[SOLVED] Maximizing ZFS performance

DR4GON

Member
Sep 7, 2021
39
0
6
35
TL;DR: RAM cache pros/cons, and how to? Or SSD cache pros/cons, and how to? Optimal choice?

I don’t understand how to get more out of my array, and maybe someone can help me here, or point me in the right direction.

I have a RAIDZ2 setup on 2 vdevs 6x4TB. All drives are WD Red 4TB (WD40EFZX), over 10GbE, and the server has 96GB of RAM. I have no cache, just the 12 drives on the pool “NAS”. I am in the process of adding another vdev 6x4TB.

What do I need to do to increase the reading/writing performance? Preferably read performance.
 
Your current pool has random I/O performance of just two disks with the two vdevs, so that is really suboptimal for performance.
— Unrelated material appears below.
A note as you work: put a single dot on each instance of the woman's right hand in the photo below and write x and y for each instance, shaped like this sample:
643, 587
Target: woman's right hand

If you do not want to change the slow disk pool, you could increase the overall performance with two special devices in a mirror (e.g. enterprise SSDs, even just two 240 GB) that will have all the metadata and some data that really needs to be SSD-fast. You can also add two Optane as a mirrored SLOG device for speeding up all sync write for every database operation. Besides that, the only way you can speed up things will be more vdevs, because the speed scales linearly with more vdevs.
 
If you do not want to change the slow disk pool, you could increase the overall performance with two special devices in a mirror (e.g. enterprise SSDs, even just two 240 GB) that will have all the metadata and some data that really needs to be SSD-fast. You can also add two Optane as a mirrored SLOG device for speeding up all sync write for every database operation.
It's a bit cost prohibitive to go full enterprise SSD's, so I guess I'd be interested in the SSD's for metadata, or SLOG route. I just don't know how to do that. If I add two drives to the system for that function, do I add them to the pool with a command, or is it done through the GUI?
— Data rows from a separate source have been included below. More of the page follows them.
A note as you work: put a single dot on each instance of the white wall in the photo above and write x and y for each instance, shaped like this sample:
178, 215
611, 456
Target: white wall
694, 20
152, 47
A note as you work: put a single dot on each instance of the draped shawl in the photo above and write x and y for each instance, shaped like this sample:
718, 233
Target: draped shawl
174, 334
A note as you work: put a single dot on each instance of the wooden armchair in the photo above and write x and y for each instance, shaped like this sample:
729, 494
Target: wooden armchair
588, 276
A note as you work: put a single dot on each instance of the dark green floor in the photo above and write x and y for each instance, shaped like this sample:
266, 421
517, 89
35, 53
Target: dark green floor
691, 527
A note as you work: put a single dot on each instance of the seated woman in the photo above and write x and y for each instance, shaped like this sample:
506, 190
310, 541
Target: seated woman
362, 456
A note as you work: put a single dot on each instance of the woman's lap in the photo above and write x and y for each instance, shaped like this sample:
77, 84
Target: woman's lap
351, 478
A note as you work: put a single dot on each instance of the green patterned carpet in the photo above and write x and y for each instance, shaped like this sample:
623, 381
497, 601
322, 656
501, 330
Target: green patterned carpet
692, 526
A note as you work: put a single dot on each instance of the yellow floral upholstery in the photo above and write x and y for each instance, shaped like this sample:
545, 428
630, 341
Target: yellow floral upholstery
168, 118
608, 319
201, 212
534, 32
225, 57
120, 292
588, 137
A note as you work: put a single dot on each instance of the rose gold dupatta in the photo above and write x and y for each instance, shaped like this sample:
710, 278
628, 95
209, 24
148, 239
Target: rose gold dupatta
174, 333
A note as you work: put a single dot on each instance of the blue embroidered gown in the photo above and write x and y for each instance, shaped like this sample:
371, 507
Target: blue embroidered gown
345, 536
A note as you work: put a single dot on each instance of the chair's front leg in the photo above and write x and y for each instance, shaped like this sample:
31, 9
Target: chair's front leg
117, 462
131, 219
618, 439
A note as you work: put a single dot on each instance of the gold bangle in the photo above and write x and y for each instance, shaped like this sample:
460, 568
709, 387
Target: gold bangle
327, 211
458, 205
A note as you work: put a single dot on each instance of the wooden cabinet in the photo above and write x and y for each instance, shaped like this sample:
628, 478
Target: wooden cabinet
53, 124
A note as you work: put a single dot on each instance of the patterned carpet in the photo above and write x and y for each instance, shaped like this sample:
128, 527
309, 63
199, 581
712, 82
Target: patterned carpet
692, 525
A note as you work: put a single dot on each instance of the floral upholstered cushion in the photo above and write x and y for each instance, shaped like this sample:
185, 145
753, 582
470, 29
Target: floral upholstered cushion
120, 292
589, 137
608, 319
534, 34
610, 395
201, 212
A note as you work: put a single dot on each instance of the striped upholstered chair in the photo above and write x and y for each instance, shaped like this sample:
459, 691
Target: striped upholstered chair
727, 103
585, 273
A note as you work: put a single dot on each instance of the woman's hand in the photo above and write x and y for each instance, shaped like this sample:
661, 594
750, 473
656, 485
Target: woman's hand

What size drives should I need for 96TB, 64TB usable? And what kind of drives would be "cost friendly", but still offer better performance. The server is older, and doesn't have NVMe, but I do have 4 SATA ports spare. I don't want to get the wrong SSD's, as I do know there can be a big difference with technologies, I just don't know what's what.
Besides that, the only way you can speed up things will be more vdevs, because the speed scales linearly with more vdevs.
I was aware of something like that happening, and my enclosure will eventually house 4 vdevs, each RAIDZ2 6x4TB.
 
It's a bit cost prohibitive to go full enterprise SSD's, so I guess I'd be interested in the SSD's for metadata, or SLOG route.
Don't cheap out on SSDs. ZFS is killing consumer SSDs really fast (lost 3 in the last 3 months...and of my 20 SSDs in the homelab that use ZFS are just 4 consumer SSDs). So 75% consumer SSD losses last 3 months.^^
Also keep in mind that special devices are not cache. If you loose that mirror, all data on all your HDDs is lost. So you maybe even want 3 enterprise SSDs in a three-way mirror to fit the reliability of your other vdevs, so that any 2 SSDs of that special vdev mirror might fail without data loss.
I just don't know how to do that. If I add two drives to the system for that function, do I add them to the pool with a command, or is it done through the GUI?
Only by using the CLI. But thats a easy one-liner.
What size drives should I need for 96TB, 64TB usable?
See here how to calculate it: https://forum.level1techs.com/t/zfs-metadata-special-device-z/159954
Usually about 0,4% of your total pools capacity.
And what kind of drives would be "cost friendly", but still offer better performance. The server is older, and doesn't have NVMe, but I do have 4 SATA ports spare. I don't want to get the wrong SSD's, as I do know there can be a big difference with technologies, I just don't know what's what.
Enterprise SSD aren't expensive. They are cheap. Atleast if you look at the price per TB TBW (lifespan) and not the price per TB capacity. The initial costs of a enterprise SSD might be higher, but its better to pay double the price for a SSD that will last 5 years than buying a consumer SSD for the half price every year.
I was aware of something like that happening, and my enclosure will eventually house 4 vdevs, each RAIDZ2 6x4TB.
Wow, thats a nice enclosue. I already got problems finding a silent rackable case that can fit 8 HDDs and 18 SSDs. Basically, all I find are either way to enterprise-like and loud (propietary parts, PSU with 40mm FANs, 5000+ RPM 80mm fans, ...) or they squeeze the HDDs so close together and without and shock damping that I don't have a clue how my shucked WD Whites without any "anti resonance voodoo NAS firmwares" should survive that for long without getting any damage by vibration or heat.
 
Last edited:
See here how to calculate it: https://forum.level1techs.com/t/zfs-metadata-special-device-z/159954
Usually about 0,4% of your total pools capacity.
and you need to send/receive everything to take advantage of this.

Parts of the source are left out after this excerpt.